In a study published today in natural medicinea team led by scientists from the University of Cambridge and Sun Yat-sen University in Guangzhou, China, used three-dimensional (3D) reconstruction and deep learning algorithms to erase identifiable features from images facial features while retaining disease-relevant features necessary for diagnosis.
Facial images can be helpful in identifying signs of disease. For example, features such as deep forehead wrinkles and wrinkles around the eyes are significantly associated with coronary heart disease, while abnormal changes in eye movements may indicate poor visual function and problems with visual cognitive development. However, facial images inevitably also record other biometric information about the patient, including race, gender, age, and mood.
With the increasing digitization of medical records comes the risk of data breaches. While most patient data can be anonymized, facial data is more difficult to anonymize while retaining essential information. Common methods, including blurring and cropping of identifiable areas, can lose important disease information, but cannot even completely escape facial recognition systems.

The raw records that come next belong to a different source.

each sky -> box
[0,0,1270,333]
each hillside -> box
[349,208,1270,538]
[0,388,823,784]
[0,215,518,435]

For privacy reasons, people are often reluctant to share their medical data for public medical research or electronic health records, which hampers the development of digital medical care.
Professor Haotian Lin of Sun Yat-sen University said, “During the COVID-19 pandemic, we have had to turn to consultations by telephone or video link rather than in person. Remote health care for eye diseases require patients to share a large amount of digital facial information. Patients want to know that their potentially sensitive information is secure and that their privacy is protected.”
Professor Lin and his colleagues have developed a “digital mask”, which inputs an original video of a patient’s face and produces a video based on the use of a deep learning algorithm and 3D reconstruction, while removing as much of the patient’s personal biometric information as possible – – and from which it was not possible to identify the individual.
Deep learning extracts features from different parts of the face, while 3D reconstruction automatically digitizes the shapes and movements of 3D faces, eyelids and eyeballs based on the extracted facial features. Converting digital mask videos to original videos is extremely difficult because most of the necessary information is no longer kept in the mask.
Next, the researchers tested the usefulness of the masks in clinical practice and found that diagnosis using the digital masks was consistent with that performed using the original videos. This suggests that the reconstruction was sufficiently accurate to be used in clinical practice.
Compared to the traditional method used to “de-identify” patients – image cropping – the risk of being identified was significantly lower in digitally masked patients. The researchers tested this by showing 12 eye doctors digitally masked or cropped images and asking them to identify the original from five other images. They correctly identified the original from the digitally masked image in just over a quarter (27%) of cases; for the cropped figure, they were able to do so in the overwhelming majority of cases (91%). However, this is probably an overestimate: in real situations, one would probably need to identify the original image from a much larger set.
The team interviewed randomly selected patients attending clinics to test their attitudes towards digital masks. Over 80% of patients believed the digital mask would alleviate their privacy concerns and they expressed an increased willingness to share their personal information if such a measure were implemented.
Finally, the team confirmed that digital masks can also evade AI-based facial recognition algorithms.
Professor Patrick Yu-Wai-Man from the University of Cambridge said: “Digital masking offers a pragmatic approach to protecting patient privacy while allowing information to be useful to clinicians. At the moment the only options available are crude, but our digital mask system is a much more sophisticated tool for anonymizing facial images.
“It could make telemedicine – telephone and video consultations – much more feasible, making healthcare delivery more efficient. If telemedicine is to be widely adopted, then we need to overcome the barriers and concerns around protecting privacy. Our digital mask is an important step in this direction.”
The research has been widely supported by science and technology planning projects of Guangdong province, China’s national key R&D program and the construction of high-level hospitals. Professor Yu-Wai-Man is supported by the UK’s National Institute for Health and Care Research (NIHR).